Thursday, May 06, 2010

Book Recommended

One of my faculty colleagues recently presented me with a personally-inscribed copy of a new book written by a friend of his, who happens to live in the same county where I live. The book (the publisher's blurb is linked to from the title of this post) is entitled This Book is Overdue! How Librarians and Cybrarians Can Save Us All, and the author is Marilyn Johnson, whose previous book explored the writing of obituaries. She is clearly a quirky and vibrant person whose interests are broad and deep. The book celebrates libraries and librarians, and Johnson's profiles of librarians who deviate profoundly from the stereotyped image of our profession make for entertaining reading. The book has been favorably reviewed in The New York Times and elsewhere. I have a couple of criticisms. The author's enthusiasm for her subject sometimes gets the better of her, and when it does, the book tends to lose its way and become rambling.

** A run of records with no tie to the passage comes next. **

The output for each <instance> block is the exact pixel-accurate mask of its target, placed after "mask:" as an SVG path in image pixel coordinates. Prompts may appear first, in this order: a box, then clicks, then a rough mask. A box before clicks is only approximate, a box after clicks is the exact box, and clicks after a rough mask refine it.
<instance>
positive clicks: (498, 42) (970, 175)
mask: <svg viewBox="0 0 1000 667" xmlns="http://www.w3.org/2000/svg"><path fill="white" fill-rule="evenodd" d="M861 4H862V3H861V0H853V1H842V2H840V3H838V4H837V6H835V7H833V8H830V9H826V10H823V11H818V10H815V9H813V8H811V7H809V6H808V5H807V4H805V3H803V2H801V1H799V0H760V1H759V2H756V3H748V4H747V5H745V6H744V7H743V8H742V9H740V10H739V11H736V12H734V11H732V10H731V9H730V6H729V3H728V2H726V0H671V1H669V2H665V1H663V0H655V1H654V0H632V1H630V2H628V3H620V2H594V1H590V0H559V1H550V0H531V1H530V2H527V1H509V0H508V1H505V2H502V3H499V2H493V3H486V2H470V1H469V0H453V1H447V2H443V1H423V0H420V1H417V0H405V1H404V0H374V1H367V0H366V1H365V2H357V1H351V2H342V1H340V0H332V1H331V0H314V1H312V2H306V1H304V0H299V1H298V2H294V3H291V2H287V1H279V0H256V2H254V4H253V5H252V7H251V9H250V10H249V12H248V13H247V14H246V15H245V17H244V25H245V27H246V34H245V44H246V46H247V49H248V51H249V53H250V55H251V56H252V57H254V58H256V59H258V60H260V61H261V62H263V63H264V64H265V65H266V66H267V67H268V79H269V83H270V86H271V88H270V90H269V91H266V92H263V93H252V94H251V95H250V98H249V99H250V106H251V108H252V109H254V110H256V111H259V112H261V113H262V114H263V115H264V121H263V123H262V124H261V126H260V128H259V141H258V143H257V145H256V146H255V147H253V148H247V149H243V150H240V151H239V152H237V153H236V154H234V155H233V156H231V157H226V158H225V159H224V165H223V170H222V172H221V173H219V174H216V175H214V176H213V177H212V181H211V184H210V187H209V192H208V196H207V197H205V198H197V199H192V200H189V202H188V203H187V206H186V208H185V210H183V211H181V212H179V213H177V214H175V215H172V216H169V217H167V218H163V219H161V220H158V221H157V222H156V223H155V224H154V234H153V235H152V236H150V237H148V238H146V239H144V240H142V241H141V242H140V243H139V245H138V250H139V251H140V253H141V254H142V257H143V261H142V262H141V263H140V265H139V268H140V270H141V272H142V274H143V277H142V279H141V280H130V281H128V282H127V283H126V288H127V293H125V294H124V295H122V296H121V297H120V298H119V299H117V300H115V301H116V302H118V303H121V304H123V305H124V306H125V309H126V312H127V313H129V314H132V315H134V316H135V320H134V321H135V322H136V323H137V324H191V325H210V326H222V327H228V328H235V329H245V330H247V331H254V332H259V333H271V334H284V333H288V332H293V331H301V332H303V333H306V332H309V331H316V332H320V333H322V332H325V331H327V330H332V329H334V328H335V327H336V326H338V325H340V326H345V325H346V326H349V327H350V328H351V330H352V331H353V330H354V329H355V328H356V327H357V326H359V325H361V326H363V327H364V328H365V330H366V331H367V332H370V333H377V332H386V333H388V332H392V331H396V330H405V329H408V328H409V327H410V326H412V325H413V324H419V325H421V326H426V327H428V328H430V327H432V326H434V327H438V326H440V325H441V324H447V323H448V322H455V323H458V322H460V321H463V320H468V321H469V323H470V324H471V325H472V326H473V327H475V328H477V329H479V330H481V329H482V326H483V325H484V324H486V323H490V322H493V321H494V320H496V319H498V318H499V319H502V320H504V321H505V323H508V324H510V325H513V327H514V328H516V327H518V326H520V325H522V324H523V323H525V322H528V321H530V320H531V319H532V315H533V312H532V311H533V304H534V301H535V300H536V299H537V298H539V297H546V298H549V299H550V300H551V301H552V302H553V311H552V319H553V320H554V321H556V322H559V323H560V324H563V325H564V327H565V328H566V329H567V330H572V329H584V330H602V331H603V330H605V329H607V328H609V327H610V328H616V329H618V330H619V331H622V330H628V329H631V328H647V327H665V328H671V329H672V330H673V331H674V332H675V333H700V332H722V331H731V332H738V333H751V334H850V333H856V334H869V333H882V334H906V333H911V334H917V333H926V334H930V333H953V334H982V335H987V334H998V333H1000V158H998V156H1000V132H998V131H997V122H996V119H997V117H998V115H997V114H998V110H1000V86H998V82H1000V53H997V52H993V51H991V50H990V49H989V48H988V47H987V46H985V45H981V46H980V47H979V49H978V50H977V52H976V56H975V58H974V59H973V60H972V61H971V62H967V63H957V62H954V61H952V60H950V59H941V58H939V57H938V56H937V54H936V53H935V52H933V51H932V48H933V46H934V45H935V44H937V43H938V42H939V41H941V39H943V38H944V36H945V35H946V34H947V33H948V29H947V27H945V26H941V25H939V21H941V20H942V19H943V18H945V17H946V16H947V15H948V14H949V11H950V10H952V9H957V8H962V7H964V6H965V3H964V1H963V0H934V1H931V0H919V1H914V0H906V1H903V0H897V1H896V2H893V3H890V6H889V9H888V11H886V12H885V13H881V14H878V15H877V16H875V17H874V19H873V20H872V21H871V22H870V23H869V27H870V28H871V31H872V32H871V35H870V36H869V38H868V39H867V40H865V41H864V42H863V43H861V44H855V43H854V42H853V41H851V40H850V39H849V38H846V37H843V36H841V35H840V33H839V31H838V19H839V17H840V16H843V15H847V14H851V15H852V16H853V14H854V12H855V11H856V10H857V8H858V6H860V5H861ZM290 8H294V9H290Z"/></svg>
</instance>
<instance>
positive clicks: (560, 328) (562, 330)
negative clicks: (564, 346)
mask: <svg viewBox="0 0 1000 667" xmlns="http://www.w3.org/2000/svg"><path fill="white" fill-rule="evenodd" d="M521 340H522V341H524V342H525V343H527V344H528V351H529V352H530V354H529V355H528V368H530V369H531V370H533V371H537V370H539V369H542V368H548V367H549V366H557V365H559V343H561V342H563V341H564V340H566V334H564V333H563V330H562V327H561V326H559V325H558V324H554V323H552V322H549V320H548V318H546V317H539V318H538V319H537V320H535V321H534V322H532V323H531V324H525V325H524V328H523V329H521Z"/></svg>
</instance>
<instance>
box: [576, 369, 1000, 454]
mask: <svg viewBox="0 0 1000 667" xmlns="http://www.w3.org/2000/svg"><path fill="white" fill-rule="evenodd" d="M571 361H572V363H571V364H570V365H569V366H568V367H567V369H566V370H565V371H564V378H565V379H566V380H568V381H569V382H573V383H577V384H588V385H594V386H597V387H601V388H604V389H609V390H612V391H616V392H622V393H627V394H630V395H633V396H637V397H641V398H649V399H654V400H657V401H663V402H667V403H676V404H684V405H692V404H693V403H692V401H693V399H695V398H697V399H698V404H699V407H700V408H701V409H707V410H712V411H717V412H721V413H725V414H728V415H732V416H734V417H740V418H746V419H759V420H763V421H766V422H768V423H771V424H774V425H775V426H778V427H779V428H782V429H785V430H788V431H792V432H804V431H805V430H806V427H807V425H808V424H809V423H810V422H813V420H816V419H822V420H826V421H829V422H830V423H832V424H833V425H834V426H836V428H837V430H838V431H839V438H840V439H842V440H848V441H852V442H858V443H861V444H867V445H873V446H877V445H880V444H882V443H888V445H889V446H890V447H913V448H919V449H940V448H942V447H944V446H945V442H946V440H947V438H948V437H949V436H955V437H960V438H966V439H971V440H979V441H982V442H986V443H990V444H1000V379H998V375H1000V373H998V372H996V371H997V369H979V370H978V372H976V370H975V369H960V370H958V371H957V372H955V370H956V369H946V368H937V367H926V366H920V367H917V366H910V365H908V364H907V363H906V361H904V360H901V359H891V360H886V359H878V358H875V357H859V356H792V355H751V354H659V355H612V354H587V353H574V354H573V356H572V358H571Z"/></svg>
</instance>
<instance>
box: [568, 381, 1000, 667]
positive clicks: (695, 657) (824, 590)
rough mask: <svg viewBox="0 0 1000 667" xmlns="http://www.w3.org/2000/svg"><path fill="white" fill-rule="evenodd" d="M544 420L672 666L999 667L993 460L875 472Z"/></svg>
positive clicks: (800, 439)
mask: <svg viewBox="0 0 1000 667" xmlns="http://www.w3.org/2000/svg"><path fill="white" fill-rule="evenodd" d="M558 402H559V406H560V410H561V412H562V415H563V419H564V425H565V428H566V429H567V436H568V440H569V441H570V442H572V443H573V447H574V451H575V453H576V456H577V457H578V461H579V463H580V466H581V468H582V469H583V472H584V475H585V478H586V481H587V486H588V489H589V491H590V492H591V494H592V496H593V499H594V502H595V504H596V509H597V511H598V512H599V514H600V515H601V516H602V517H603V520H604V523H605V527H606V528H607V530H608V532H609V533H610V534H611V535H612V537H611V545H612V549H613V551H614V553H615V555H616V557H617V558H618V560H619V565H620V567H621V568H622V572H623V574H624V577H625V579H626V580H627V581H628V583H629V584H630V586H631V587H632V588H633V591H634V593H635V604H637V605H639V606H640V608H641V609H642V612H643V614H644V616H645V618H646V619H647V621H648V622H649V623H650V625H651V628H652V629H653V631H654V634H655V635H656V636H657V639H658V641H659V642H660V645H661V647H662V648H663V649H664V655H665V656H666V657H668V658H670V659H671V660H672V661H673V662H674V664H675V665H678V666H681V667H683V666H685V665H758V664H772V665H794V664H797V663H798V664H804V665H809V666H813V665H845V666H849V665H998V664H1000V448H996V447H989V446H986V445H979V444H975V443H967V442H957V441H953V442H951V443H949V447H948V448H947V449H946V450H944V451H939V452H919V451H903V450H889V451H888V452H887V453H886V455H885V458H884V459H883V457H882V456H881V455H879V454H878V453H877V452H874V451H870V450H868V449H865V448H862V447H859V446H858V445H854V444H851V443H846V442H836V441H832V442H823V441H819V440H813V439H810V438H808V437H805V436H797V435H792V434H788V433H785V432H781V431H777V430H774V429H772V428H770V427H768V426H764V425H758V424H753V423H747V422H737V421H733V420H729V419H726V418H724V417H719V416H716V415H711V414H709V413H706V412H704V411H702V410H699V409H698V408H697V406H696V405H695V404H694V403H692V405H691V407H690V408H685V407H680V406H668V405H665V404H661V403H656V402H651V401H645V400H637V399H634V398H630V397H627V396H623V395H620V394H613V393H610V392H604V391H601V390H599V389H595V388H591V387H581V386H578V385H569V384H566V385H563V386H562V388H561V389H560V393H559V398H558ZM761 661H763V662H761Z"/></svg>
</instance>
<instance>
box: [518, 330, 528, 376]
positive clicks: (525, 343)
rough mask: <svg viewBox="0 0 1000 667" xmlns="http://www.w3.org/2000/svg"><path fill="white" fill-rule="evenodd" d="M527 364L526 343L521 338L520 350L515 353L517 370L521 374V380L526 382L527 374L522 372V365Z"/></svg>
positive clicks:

In addition, it is definitely written with more of a public-library focus; there is not much here that relates specifically to academic librarianship. It is nonetheless engaging.

Some of the chapters I particularly enjoyed concerned the Connecticut librarians who stood up to the FBI and fought to keep library records private; members of Radical Reference, who, "armed with iPhones, provided online support to protesters at the 2008 Republican National Convention in Minneapolis/St. Paul; librarians who participate in Second Life (I don't see the point of Second Life, but it makes for a good read); the upgrading of the Westchester Library System's online catalog, which revealed the differences between the librarians and the IT staff; the opening of the new Darien Public Library, which is known for the high quality of its patron services; and several profiles of librarians who work at the New York Public Library. The portrait of librarians that emerges is very positive--as a profession, we care deeply about making information available to all regardless of ability to pay; we value our patrons' privacy; freedom of speech is paramount--most librarians oppose censorship; we are dedicated to helping to tame information overload by working with people one on one or in groups to teach them how to manage information. This book is a quick, enjoyable read, and reminded me of why I chose to become a librarian.